Tomorrow, we start with Diane Ravitch.


  1. Thanks James, so even mention me along with these great people is an honor.

    I'm loving the spirt here. So many like minded people reassures me that I'm not a raving lunatic about public education. So great to be in the company of so many others who truly "get it."

  2. I agree, Karran. It's an amazing atmosphere. I'm so glad I'm lucky enough to be a part of it.

  3. Thanks for all the info James. I'm so disappointed that I can't be's nice to have you so I can attend in spirit! Please continue to report on what happens.

    I heard Kozol speak at a Reading Recovery conference a few years ago. I, too, was greatly impressed. He's a hard worker for the weakest children in the country.

  4. Great post...I just posted your blog over at our FB page.

  5. Great post--it captures the richness and diversity of the thinking, plus the excitement. It was a pleasure to meet you--connecting name to face--and even more fun to read your take on a great day.

  6. Stu: We certainly miss you and all the other committed defenders of public education who couldn't make it.

    Anon at 827: Thanks!

    Nancy: Thanks!
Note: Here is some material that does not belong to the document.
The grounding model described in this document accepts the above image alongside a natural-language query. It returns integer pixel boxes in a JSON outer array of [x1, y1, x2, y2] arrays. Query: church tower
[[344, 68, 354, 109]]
It was great meeting you too. It's so nice to meet people like you that you know from their great writing in person.

  7. "how we make this conference and march in DC the beginning of a movement. How can we continue to support each other and make use of each other's talents and capital to make this movement effective?"

    Simple! See which is already in place as an umbrella for you all! See who's joined:

    I wholeheartedly hope this will be pursued! The title is great as everyone, authors, educators, teachers and parents can stand united 4 kids while retaining their own group's identity and autonomy.

    Please help get this going!! It seems that individual groups may be afraid to lose ground if they will not get to be in charge. It all could come crashing down if not staying united!

  8. I've been watching the news and haven't seen a thing about this march. I'll watch again tomorrow. I wish I could be there. Do you have any idea as to how many people are and will be there?
    I'm also very proud of the committee not caving in to the White House.
    I'm so proud of all of you.

  9. Note: Live Webcast of #SOSMarch events tomorrow staring at 9 PDT/12 EDT @edtechtalk

  10. There was certainly some cool conversation.